The attractor idea is tremendously useful for describing the development of human habits, because human habits settle into place; they are not programmed by our genes or determined by the environment. But how exactly do attractors form in growing systems, why do they form, and why do they hold the system in place? Attractors are often portrayed as valleys or wells on a flat surface, that surface representing many possible states for the system to occupy. The system, the person, can then be seen as a marble rolling around on this surface of possibilities until it rolls into an attractor well. And then it’s hard for it to roll back out. Physicists will say that the system requires extra energy to push itself out of its attractor. The analogy in human development might be the effort people require to shift out of a particular pattern of thinking or acting.

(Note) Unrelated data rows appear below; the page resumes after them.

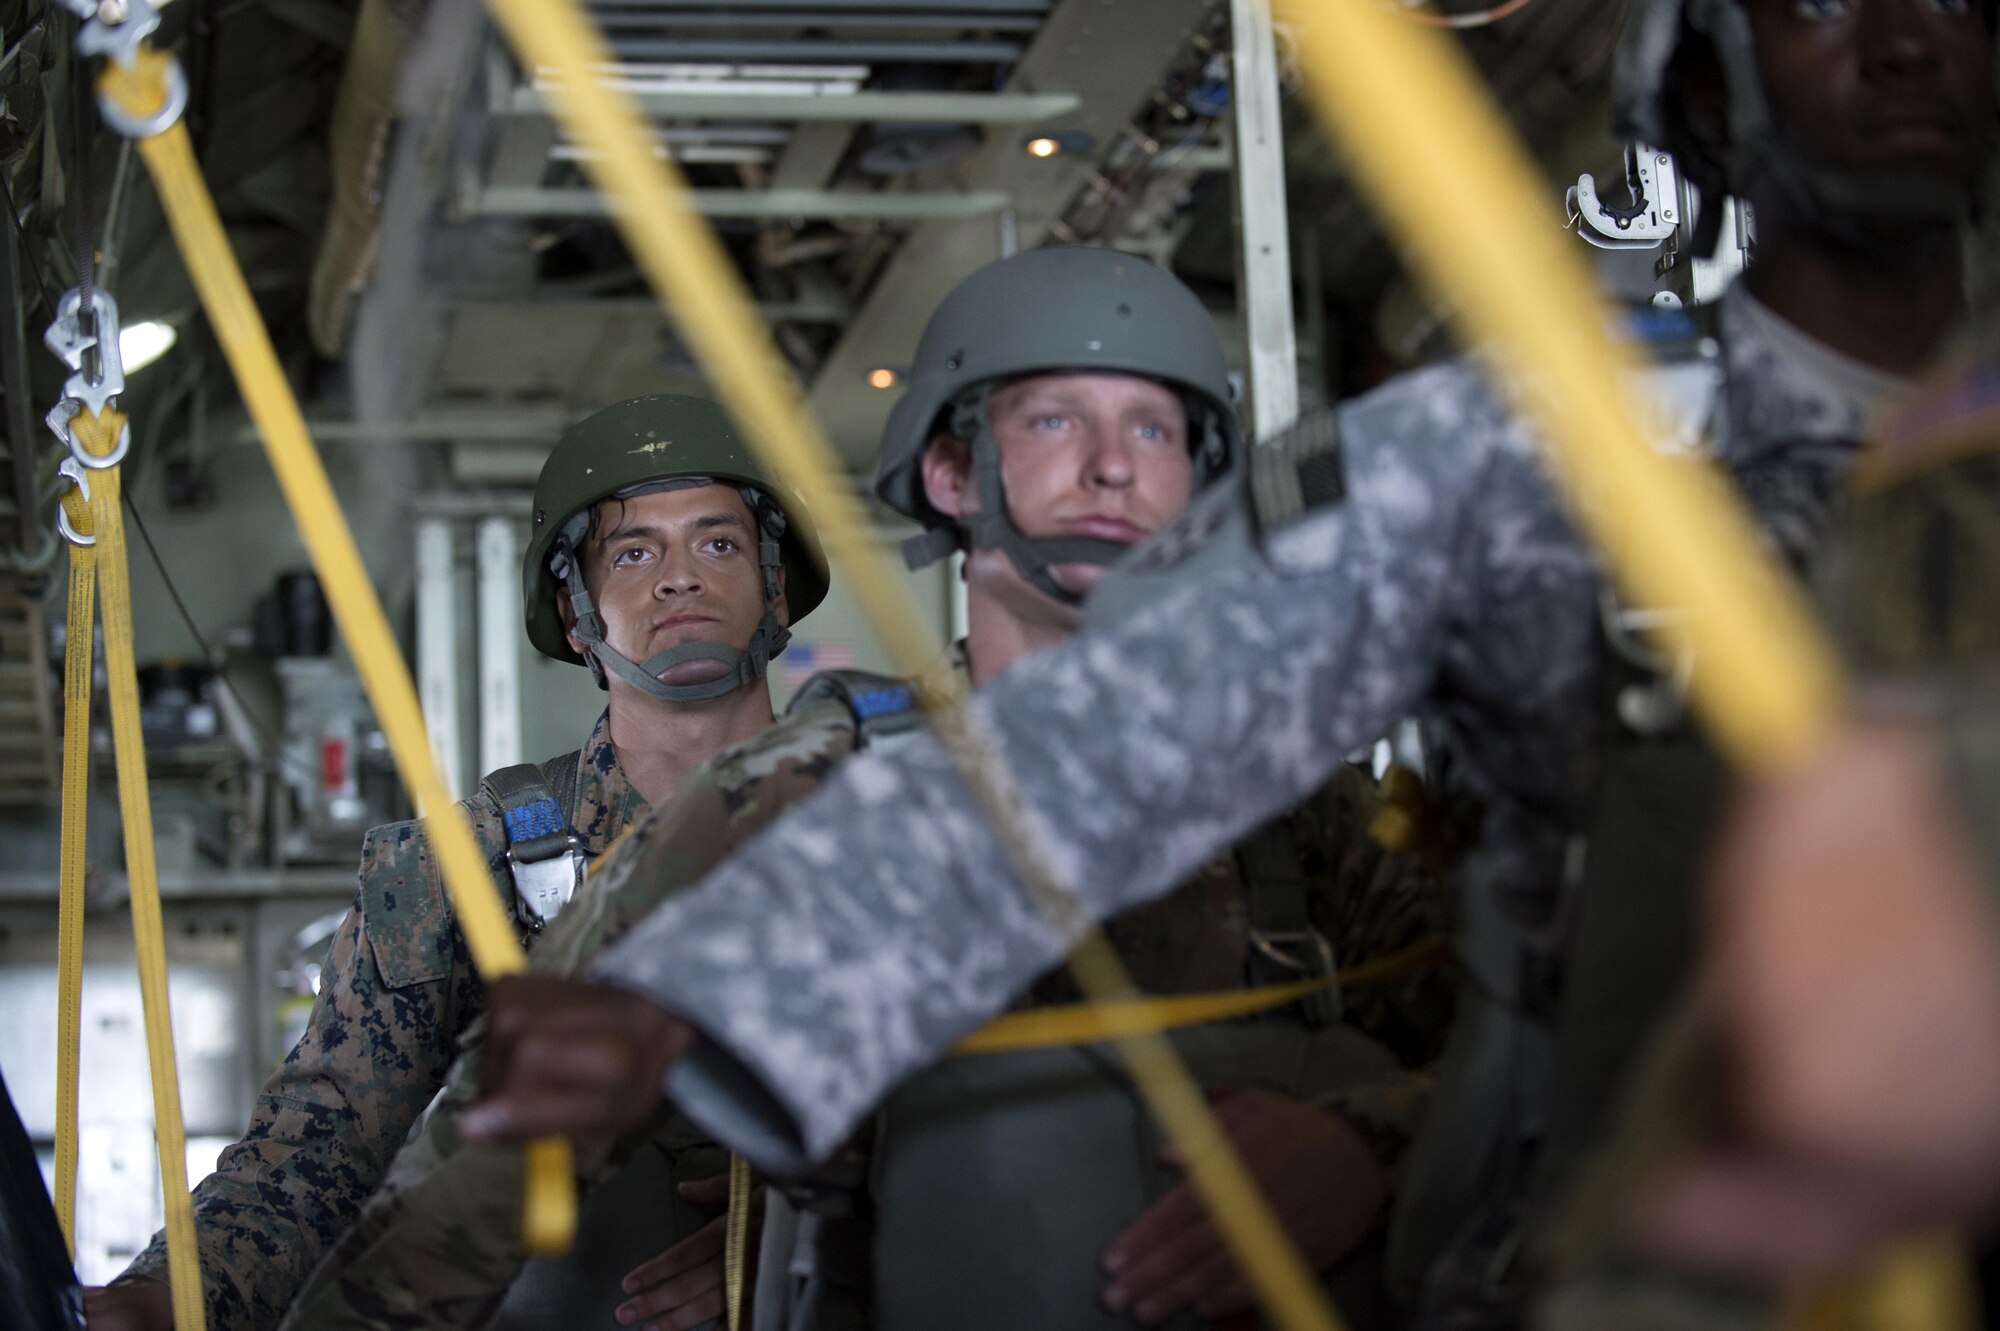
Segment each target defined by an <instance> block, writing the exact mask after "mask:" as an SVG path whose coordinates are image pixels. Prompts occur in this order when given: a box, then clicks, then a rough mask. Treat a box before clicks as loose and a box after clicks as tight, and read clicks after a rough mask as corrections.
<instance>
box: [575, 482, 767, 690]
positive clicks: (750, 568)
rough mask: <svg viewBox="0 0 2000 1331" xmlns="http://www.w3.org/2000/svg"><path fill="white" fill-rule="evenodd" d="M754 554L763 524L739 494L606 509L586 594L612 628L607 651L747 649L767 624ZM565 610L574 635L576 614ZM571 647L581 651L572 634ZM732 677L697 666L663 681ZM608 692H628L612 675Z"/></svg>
mask: <svg viewBox="0 0 2000 1331" xmlns="http://www.w3.org/2000/svg"><path fill="white" fill-rule="evenodd" d="M756 546H758V538H756V522H754V520H752V516H750V510H748V506H746V504H744V502H742V496H740V494H736V488H734V486H700V488H696V490H660V492H656V494H642V496H634V498H630V500H606V502H604V504H600V506H598V512H596V516H594V518H592V522H590V536H588V538H586V540H584V584H586V586H588V588H590V600H592V602H594V604H596V608H598V614H600V616H602V620H604V642H606V644H610V646H612V648H616V650H618V652H620V654H622V656H626V658H630V660H634V662H644V660H646V658H650V656H654V654H658V652H666V650H668V648H678V646H680V644H688V642H720V644H726V646H730V648H738V650H742V648H748V646H750V638H752V636H754V634H756V626H758V620H762V618H764V576H762V570H758V562H756ZM562 610H564V622H566V624H570V628H572V630H574V618H572V616H570V608H568V606H566V604H564V606H562ZM784 616H786V608H784V598H782V594H780V598H778V618H780V620H784ZM570 646H574V648H578V652H580V650H582V644H578V642H576V638H574V634H572V636H570ZM726 669H728V667H726V665H724V664H722V662H708V660H694V662H682V664H678V665H672V667H668V669H666V673H662V675H660V679H662V683H708V681H710V679H718V677H722V673H724V671H726ZM610 687H612V689H614V691H616V689H622V687H628V685H626V683H624V681H622V679H618V675H612V677H610Z"/></svg>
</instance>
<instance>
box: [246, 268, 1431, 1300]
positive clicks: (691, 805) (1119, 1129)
mask: <svg viewBox="0 0 2000 1331" xmlns="http://www.w3.org/2000/svg"><path fill="white" fill-rule="evenodd" d="M1242 462H1244V448H1242V436H1240V432H1238V426H1236V416H1234V412H1232V408H1230V402H1228V376H1226V370H1224V360H1222V346H1220V340H1218V338H1216V334H1214V326H1212V322H1210V318H1208V314H1206V312H1204V310H1202V306H1200V302H1198V300H1196V298H1194V294H1192V292H1190V290H1188V288H1184V286H1182V284H1180V282H1176V280H1174V278H1172V276H1168V274H1166V272H1162V270H1158V268H1154V266H1152V264H1146V262H1144V260H1138V258H1130V256H1124V254H1116V252H1110V250H1040V252H1030V254H1022V256H1016V258H1010V260H1002V262H996V264H990V266H986V268H982V270H980V272H976V274H972V276H970V278H966V280H964V282H962V284H960V286H958V288H954V290H952V294H950V296H948V298H946V300H944V304H942V306H940V308H938V312H936V314H934V316H932V320H930V324H928V328H926V332H924V338H922V342H920V346H918V352H916V358H914V372H912V376H910V390H908V394H906V396H904V400H902V402H900V404H898V408H896V412H894V414H892V418H890V422H888V430H886V436H884V446H882V456H880V466H878V472H876V490H878V494H880V496H882V498H884V500H886V502H888V504H890V506H892V508H896V510H900V512H904V514H908V516H910V518H914V520H916V522H918V524H920V526H922V528H924V532H926V536H922V538H918V540H916V542H912V554H914V558H918V560H922V558H934V556H938V554H942V552H948V550H952V548H954V546H960V548H966V550H968V560H966V584H968V594H966V600H968V634H966V640H964V644H960V646H958V650H956V652H954V654H952V656H954V660H952V662H950V664H946V665H940V669H936V671H932V675H928V677H926V679H922V681H918V687H922V689H926V691H932V693H936V695H938V697H958V695H962V693H964V689H966V685H980V683H984V681H986V679H992V677H994V675H998V673H1002V671H1006V669H1008V667H1012V665H1014V662H1018V660H1022V658H1026V656H1028V654H1030V652H1034V650H1038V648H1044V646H1052V644H1058V642H1062V640H1066V638H1070V636H1072V634H1074V632H1076V624H1078V614H1080V612H1078V608H1076V602H1078V600H1080V598H1082V594H1084V592H1088V588H1090V586H1094V584H1096V582H1098V580H1100V578H1102V576H1104V566H1106V564H1108V562H1110V560H1112V558H1114V556H1120V554H1124V552H1128V550H1130V548H1132V546H1134V544H1136V542H1140V540H1142V538H1146V536H1150V534H1154V532H1158V530H1160V528H1164V526H1168V524H1170V522H1172V520H1174V518H1178V516H1180V512H1182V510H1184V508H1186V504H1188V500H1190V496H1192V494H1196V492H1202V490H1210V488H1214V486H1216V484H1220V482H1222V480H1224V478H1228V476H1230V474H1232V470H1234V468H1236V466H1240V464H1242ZM914 733H916V715H914V711H912V707H910V685H908V683H904V681H896V679H880V677H866V675H858V673H856V671H830V673H826V675H818V677H816V679H814V681H810V683H808V685H806V687H804V689H802V691H800V699H798V701H796V703H794V707H792V709H790V711H788V713H786V717H784V719H782V721H780V723H778V725H774V727H772V729H768V731H764V733H762V735H758V737H756V739H752V741H750V743H746V745H738V747H736V749H730V751H728V753H724V755H720V757H718V759H716V761H714V763H712V765H710V767H708V769H706V771H704V773H700V775H698V777H696V779H694V781H692V783H690V789H688V793H684V795H682V797H678V799H676V801H674V803H672V805H670V807H666V809H662V811H660V813H658V815H656V817H652V819H648V821H646V823H642V825H640V827H638V829H636V831H634V835H632V837H630V839H628V843H626V845H624V847H622V849H620V851H618V853H614V855H612V857H610V859H608V861H606V863H604V867H602V869H600V873H598V875H596V877H594V879H592V881H590V883H588V885H586V889H584V893H582V897H580V903H578V905H576V907H574V909H572V913H570V915H566V917H564V919H562V921H560V923H558V925H556V929H554V931H552V937H550V939H548V943H546V945H544V947H542V949H540V951H538V953H536V959H534V969H536V971H538V973H574V971H576V969H580V967H582V965H584V963H588V959H590V955H594V953H596V951H598V949H602V945H604V943H608V941H612V939H614V937H616V935H618V931H620V929H622V927H626V925H628V923H630V921H632V919H636V917H642V915H644V911H646V909H648V907H650V905H654V903H656V901H658V899H660V897H662V895H666V893H670V891H672V889H674V887H676V885H686V883H688V881H692V877H694V875H696V873H698V871H700V869H704V867H706V865H710V863H714V859H718V857H722V851H724V847H728V845H734V843H740V841H744V839H748V837H750V835H752V831H754V829H756V827H760V825H764V823H768V821H770V819H774V817H776V815H778V813H780V811H782V809H784V807H786V805H790V803H798V801H802V799H804V797H806V795H810V793H812V791H816V789H818V785H820V783H822V781H824V779H826V777H828V775H830V773H832V769H834V763H836V761H840V759H846V757H848V755H850V753H854V751H886V749H888V747H892V745H894V743H902V741H908V739H910V737H912V735H914ZM1378 805H1380V797H1378V789H1376V783H1374V781H1372V779H1370V777H1368V775H1366V773H1362V771H1358V769H1352V767H1344V769H1342V771H1338V773H1334V777H1332V781H1328V783H1326V787H1322V789H1320V791H1316V793H1314V795H1312V797H1310V799H1306V801H1304V803H1302V805H1300V807H1296V809H1294V811H1292V813H1288V815H1286V817H1278V819H1274V821H1270V823H1268V825H1266V827H1262V829H1258V831H1254V833H1250V835H1248V837H1244V839H1242V841H1240V843H1238V845H1236V847H1234V849H1230V851H1224V853H1220V855H1216V857H1212V859H1210V861H1208V863H1204V865H1200V867H1198V869H1196V871H1192V873H1190V875H1188V877H1186V881H1184V883H1182V885H1180V889H1178V891H1176V893H1172V895H1168V897H1166V899H1164V901H1158V903H1154V905H1148V907H1142V909H1138V911H1130V913H1128V915H1124V917H1120V919H1116V921H1112V925H1110V937H1112V941H1114V945H1116V947H1118V951H1120V953H1122V957H1124V961H1126V965H1128V967H1130V971H1132V973H1134V977H1136V979H1138V983H1140V987H1142V989H1146V991H1148V993H1204V991H1240V989H1244V987H1246V985H1258V983H1272V981H1280V979H1296V977H1302V975H1316V973H1324V971H1328V969H1330V965H1332V959H1334V955H1338V957H1340V961H1342V963H1346V965H1356V963H1368V961H1372V959H1376V957H1380V955H1390V953H1396V951H1406V949H1408V947H1410V945H1412V943H1422V941H1426V939H1436V937H1438V933H1440V929H1442V923H1440V917H1438V909H1436V907H1438V889H1436V881H1434V877H1432V875H1430V873H1428V871H1426V869H1424V867H1422V865H1420V863H1418V861H1416V859H1414V857H1408V855H1392V853H1388V851H1386V849H1384V847H1382V845H1378V843H1376V841H1374V839H1372V837H1370V835H1368V825H1370V823H1372V821H1374V815H1376V813H1378ZM1432 951H1434V949H1432ZM1414 975H1416V971H1414V967H1412V979H1410V981H1408V983H1404V985H1392V983H1384V985H1376V987H1372V989H1368V991H1356V993H1354V1001H1352V1005H1350V1007H1348V1011H1340V1007H1338V1005H1336V1003H1332V1001H1314V1003H1296V1001H1292V1003H1284V1005H1282V1007H1278V1005H1274V1009H1272V1011H1270V1013H1268V1015H1266V1017H1264V1019H1260V1021H1254V1023H1248V1025H1246V1023H1232V1025H1216V1023H1206V1025H1190V1027H1188V1029H1184V1031H1178V1033H1176V1039H1180V1041H1182V1045H1184V1047H1186V1049H1188V1053H1190V1057H1192V1059H1194V1061H1196V1067H1198V1071H1200V1073H1202V1077H1204V1081H1206V1083H1210V1085H1212V1087H1216V1089H1218V1093H1224V1091H1228V1099H1226V1107H1224V1117H1226V1121H1228V1123H1230V1125H1232V1131H1234V1135H1236V1137H1238V1141H1240V1143H1242V1145H1244V1149H1246V1151H1248V1153H1250V1155H1252V1159H1256V1161H1258V1173H1260V1177H1264V1179H1266V1181H1268V1183H1270V1185H1274V1187H1284V1185H1290V1199H1288V1205H1284V1207H1280V1215H1282V1219H1284V1221H1286V1223H1288V1225H1290V1227H1292V1231H1294V1233H1296V1235H1298V1237H1300V1241H1302V1243H1304V1247H1306V1249H1308V1253H1310V1257H1312V1259H1314V1265H1316V1267H1324V1269H1330V1271H1332V1273H1334V1275H1332V1279H1334V1281H1336V1283H1338V1285H1340V1287H1342V1289H1372V1285H1378V1275H1380V1273H1378V1265H1380V1249H1378V1247H1376V1249H1370V1251H1364V1253H1362V1255H1360V1257H1354V1259H1348V1253H1350V1251H1352V1249H1354V1247H1356V1243H1358V1241H1360V1239H1362V1237H1364V1235H1366V1233H1368V1231H1370V1229H1372V1227H1376V1221H1378V1217H1380V1209H1382V1199H1384V1195H1386V1175H1388V1169H1390V1167H1392V1165H1394V1159H1396V1155H1398V1151H1400V1147H1402V1143H1404V1141H1406V1135H1408V1129H1410V1123H1412V1117H1414V1107H1416V1105H1418V1103H1420V1097H1422V1091H1424V1089H1426V1085H1428V1079H1426V1077H1422V1075H1418V1073H1412V1071H1406V1067H1404V1065H1402V1063H1400V1061H1398V1057H1396V1055H1392V1053H1390V1051H1388V1049H1386V1047H1384V1045H1382V1043H1378V1041H1376V1039H1372V1037H1370V1033H1368V1031H1372V1029H1374V1031H1386V1033H1388V1035H1390V1037H1392V1039H1396V1043H1398V1045H1400V1051H1404V1057H1406V1059H1408V1061H1422V1059H1424V1057H1426V1055H1428V1053H1430V1051H1432V1047H1418V1049H1414V1051H1410V1045H1412V1043H1418V1045H1422V1041H1424V1031H1432V1033H1434V1031H1436V1029H1438V1027H1442V1019H1438V1013H1440V1011H1448V989H1444V991H1442V993H1440V985H1438V983H1436V979H1438V977H1436V973H1434V971H1432V975H1430V977H1428V979H1430V981H1432V983H1428V985H1426V983H1422V981H1418V979H1414ZM1070 999H1074V993H1070V991H1068V983H1066V979H1064V977H1062V975H1054V977H1044V979H1042V981H1040V983H1036V985H1034V987H1032V991H1030V993H1028V995H1026V997H1024V999H1022V1001H1024V1003H1026V1005H1044V1003H1050V1001H1070ZM1426 999H1428V1007H1426V1005H1424V1003H1426ZM1424 1013H1428V1015H1430V1019H1428V1025H1426V1015H1424ZM480 1055H482V1049H480V1047H478V1045H476V1041H468V1061H462V1063H460V1067H456V1069H454V1073H452V1077H450V1083H448V1091H446V1093H444V1095H442V1097H440V1101H438V1109H436V1111H434V1113H428V1115H426V1117H424V1121H422V1123H420V1125H418V1129H416V1131H414V1133H412V1141H410V1145H408V1147H406V1149H404V1151H402V1153H400V1155H398V1159H396V1165H394V1169H392V1173H390V1183H388V1187H386V1189H384V1191H382V1193H380V1195H378V1197H374V1199H370V1203H368V1205H366V1207H364V1215H362V1221H360V1223H358V1225H356V1229H354V1231H350V1233H348V1235H346V1237H344V1239H342V1241H340V1245H338V1247H336V1249H334V1253H332V1255H330V1259H328V1261H326V1263H324V1265H322V1269H320V1271H318V1273H314V1277H312V1279H310V1281H308V1285H306V1291H304V1293H302V1295H300V1301H298V1305H296V1307H294V1311H292V1321H288V1323H286V1327H288V1331H322V1329H332V1327H342V1329H344V1331H360V1329H362V1327H368V1329H372V1331H392V1329H396V1327H402V1325H406V1323H404V1321H398V1319H396V1317H394V1315H380V1317H376V1315H370V1313H368V1311H366V1309H398V1311H402V1313H404V1315H406V1317H408V1325H428V1323H434V1321H440V1319H446V1317H450V1315H452V1311H454V1309H472V1307H478V1303H480V1299H488V1297H492V1291H494V1289H496V1287H504V1283H506V1281H508V1279H510V1277H512V1273H514V1271H516V1269H518V1267H520V1251H518V1241H516V1237H514V1231H512V1229H514V1227H512V1223H510V1217H512V1207H510V1201H512V1191H510V1189H512V1187H514V1185H516V1179H514V1175H512V1173H510V1167H508V1163H506V1157H504V1153H492V1151H484V1153H482V1151H464V1149H462V1137H460V1135H458V1131H456V1123H454V1119H452V1115H454V1111H456V1109H458V1107H460V1105H462V1103H464V1101H466V1099H470V1095H472V1091H474V1089H476V1077H478V1073H480V1067H478V1063H476V1061H472V1059H478V1057H480ZM1106 1055H1108V1051H1106V1049H1102V1047H1098V1045H1086V1047H1060V1049H1040V1051H1022V1053H1004V1055H986V1057H980V1059H976V1061H970V1063H968V1061H954V1063H946V1065H940V1067H936V1069H932V1073H926V1075H924V1077H920V1079H916V1081H912V1085H910V1087H906V1091H904V1093H902V1095H898V1097H896V1099H894V1101H892V1103H890V1105H888V1107H886V1109H884V1115H882V1121H880V1129H878V1131H872V1133H864V1135H862V1137H860V1139H858V1141H856V1143H850V1147H848V1149H846V1151H842V1155H840V1159H838V1161H836V1165H834V1167H832V1169H822V1171H816V1173H812V1175H810V1177H806V1179H794V1181H784V1183H782V1185H780V1187H774V1189H772V1193H774V1195H772V1199H770V1203H768V1219H766V1229H764V1235H766V1239H764V1253H762V1263H760V1279H758V1287H756V1299H754V1319H756V1323H754V1325H756V1327H770V1329H774V1331H846V1329H850V1327H862V1325H866V1327H880V1331H898V1329H902V1331H928V1329H930V1327H966V1325H1010V1327H1012V1325H1036V1327H1048V1329H1052V1331H1062V1329H1066V1327H1102V1325H1118V1323H1122V1321H1124V1315H1122V1313H1126V1311H1136V1313H1138V1315H1140V1317H1142V1319H1144V1321H1148V1323H1158V1321H1166V1319H1168V1317H1174V1323H1176V1325H1186V1321H1188V1313H1186V1311H1184V1309H1192V1307H1200V1309H1202V1311H1204V1313H1228V1311H1234V1309H1240V1307H1246V1303H1248V1295H1246V1291H1244V1289H1242V1285H1240V1279H1238V1277H1236V1275H1234V1271H1232V1267H1230V1265H1228V1261H1224V1259H1220V1241H1218V1239H1216V1235H1214V1233H1212V1231H1210V1229H1208V1227H1206V1221H1204V1217H1202V1215H1200V1209H1198V1207H1194V1205H1192V1203H1190V1195H1188V1191H1186V1187H1182V1185H1180V1179H1178V1173H1176V1171H1174V1169H1172V1167H1170V1165H1166V1163H1164V1161H1160V1159H1156V1155H1158V1151H1160V1143H1158V1141H1156V1139H1154V1137H1152V1135H1150V1133H1146V1131H1144V1129H1138V1127H1136V1125H1138V1123H1142V1115H1140V1113H1138V1105H1136V1101H1134V1095H1132V1089H1130V1087H1128V1085H1126V1081H1124V1079H1122V1077H1120V1075H1116V1073H1114V1071H1110V1069H1108V1061H1106ZM580 1149H582V1157H584V1161H586V1181H598V1179H606V1177H616V1175H618V1165H616V1157H618V1155H620V1151H612V1155H610V1157H604V1159H606V1165H598V1163H596V1161H598V1157H600V1151H598V1147H596V1145H592V1143H588V1141H586V1143H584V1145H582V1147H580ZM496 1217H502V1219H504V1221H506V1223H502V1225H498V1227H496V1223H494V1219H496ZM1342 1259H1348V1261H1342ZM446 1267H450V1269H446ZM670 1283H674V1287H676V1289H688V1291H694V1289H696V1287H700V1293H702V1295H706V1297H708V1299H710V1305H698V1303H694V1301H692V1299H690V1301H688V1303H686V1305H682V1307H684V1309H698V1307H718V1305H720V1291H718V1289H716V1287H714V1285H712V1283H708V1281H706V1277H704V1275H700V1273H686V1271H682V1269H680V1265H678V1263H676V1265H674V1269H672V1275H670ZM1374 1299H1376V1305H1380V1303H1382V1299H1380V1293H1374ZM638 1305H640V1323H642V1325H658V1327H662V1329H666V1327H684V1325H690V1321H692V1313H686V1311H682V1309H670V1307H656V1305H654V1303H652V1301H646V1299H642V1301H638ZM1106 1305H1108V1307H1106ZM1358 1325H1376V1323H1370V1321H1360V1323H1358Z"/></svg>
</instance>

In human development, normative achievements can be seen as attractors. These might include learning to be a competent language user, or falling in love and having kids. But individual personality development can also be described in terms of attractors – recognisable features that characterise the individual in a particular way. And these features can be seen to branch out with development and form ruts — ruts that can remain in place for a long time.
Addiction is just such an attractor. The staying power of addiction doesn’t derive from a good fit with the social world or the playing out of some innate human tendency. Addiction involves an intense relationship between a person and a substance or behaviour. That relationship is itself a feedback loop that has reached the stage of self-reinforcement, and it is interconnected with other feedback loops that facilitate the addictive pattern. These feedback loops have driven the system – the person, the person’s brain – into an attractor that deepens over time.